Comparable results were observed in subgroup analyses separating new and recurrent cancers, types of immunomodulators or types of immune-mediated disease.
Pooled incidence values were also found to be similar for new or primary cancers when immunosuppression was started within 6 years vs. more than 6 years after the index cancer.
When stratifying types of index cancer, analysis of two studies that included index skin cancer only showed significantly higher risk for new or recurrent cancer with immunomodulators (71.6 per 1,000 person-years; 95% CI, 58.9-84.2) vs. no immunosuppression (50.8 per 1,000 person years; 95% CI, 43.7-57.8; P = .035). This risk associated with immunomodulators was also numerically but not statistically higher compared with anti-TNF therapy.

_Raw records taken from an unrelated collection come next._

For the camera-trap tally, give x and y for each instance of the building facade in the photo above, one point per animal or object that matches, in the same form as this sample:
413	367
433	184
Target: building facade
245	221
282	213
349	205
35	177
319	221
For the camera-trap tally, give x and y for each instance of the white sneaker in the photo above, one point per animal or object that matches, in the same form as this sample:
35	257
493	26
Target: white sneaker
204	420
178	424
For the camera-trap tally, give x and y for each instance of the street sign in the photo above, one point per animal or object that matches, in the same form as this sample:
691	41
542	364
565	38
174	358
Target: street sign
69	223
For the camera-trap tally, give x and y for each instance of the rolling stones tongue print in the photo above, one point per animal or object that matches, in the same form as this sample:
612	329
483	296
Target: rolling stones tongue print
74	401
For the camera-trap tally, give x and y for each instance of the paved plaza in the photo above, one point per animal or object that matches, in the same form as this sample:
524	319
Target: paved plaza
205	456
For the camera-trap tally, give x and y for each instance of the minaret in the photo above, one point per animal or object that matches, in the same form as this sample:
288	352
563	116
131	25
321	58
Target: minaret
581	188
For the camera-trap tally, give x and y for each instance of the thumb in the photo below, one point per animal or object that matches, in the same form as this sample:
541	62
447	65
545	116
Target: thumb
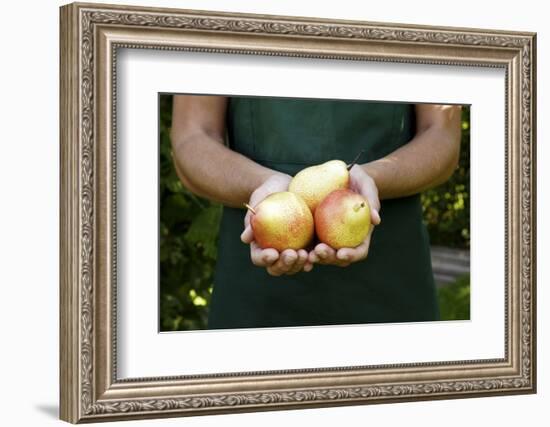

“Treatment decisions following a cancer diagnosis are complex and must take into account the natural history of cancer, histological type and stage, time from diagnosis and course of underlying chronic inflammatory disease,” the researchers concluded. “Our findings suggest that anti-TNF therapy, conventional immunosuppressant therapy, or combination immunosuppression are not associated with increased risk of cancer recurrence in this population.” – by Adam Leitenberger
Disclosure: Ananthakrishnan reports he has served on scientific advisory boards for AbbVie, Cubist and Exact Sciences. Please see the full study for a list of all other researchers’ relevant financial disclosures.